Scripps Humanities Institute Focuses On Biotechnology

This semester, the Scripps College Humanities Institute will focus on the issue of biotechnology as it relates to the future of human nature. From January through April, the Humanities Institute will offer a series of lectures and films exploring this topic. The series will address how biotechnological developments would impact human life, will consider the promises and risks of emerging biotechnologies, and will discuss the moral, social, legal, economic, and political implications of the new biosciences: will these developments make us better humans? Will they inalterably change what it means to be human? Or will they make the very notion of human nature obsolete?

Lecturers will examine the rapidly evolving biotechnologies of genomics, genetic engineering, cloning, stem cell research, artificial reproduction, neurotechnologies, artificial intelligence, robotics, information technology, and nanotechnology. They will also discuss what is at stake in these attempts to better understand human life and transform human nature. With the potential development of “designer babies,” synthetic genes, genetic interventions, augmented cognitive powers, cyborgs, and other human enhancement technologies, we will have not only greater control over our biological limitations but also the ability to determine the future of our species.
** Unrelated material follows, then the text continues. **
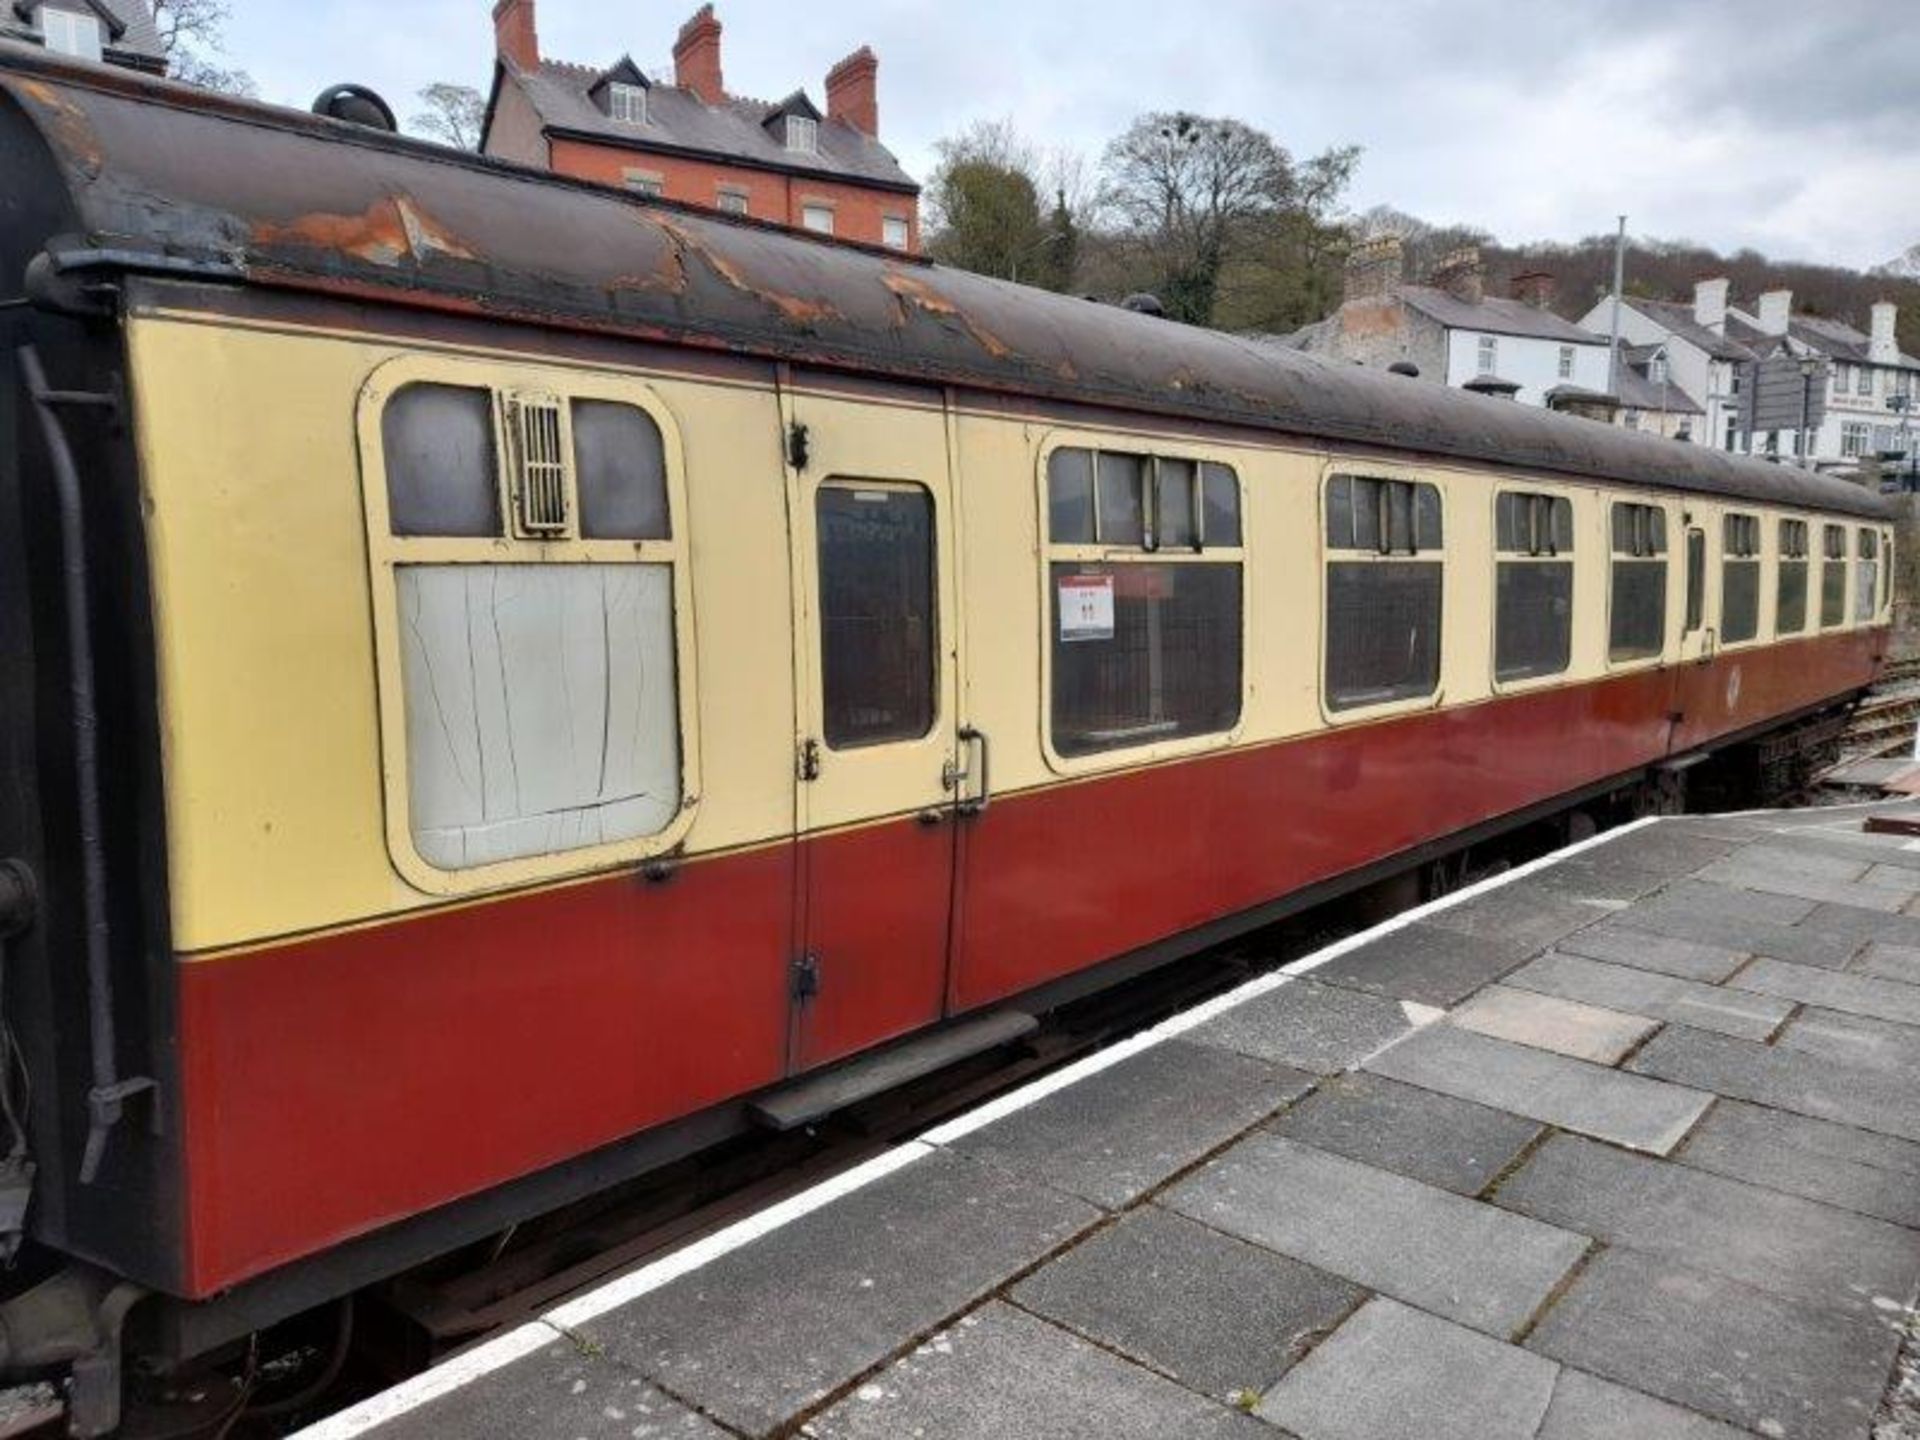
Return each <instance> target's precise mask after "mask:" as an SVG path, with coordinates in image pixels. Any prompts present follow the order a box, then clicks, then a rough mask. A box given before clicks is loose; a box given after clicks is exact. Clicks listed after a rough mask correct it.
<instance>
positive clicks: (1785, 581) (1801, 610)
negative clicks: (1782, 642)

Speakers will include Laurie Zoloth, the director of the Center for Genetic Medicine at Northwestern University; Dr. William Hurlbut, member of the Neuroscience Institute at Stanford University Medical Center and the President’s Council on Bioethics; and Edward McCabe, co-director of the UCLA Center for Society and Genetics and professor of genetics at the David Geffen School of Medicine. All events are free and open to the public.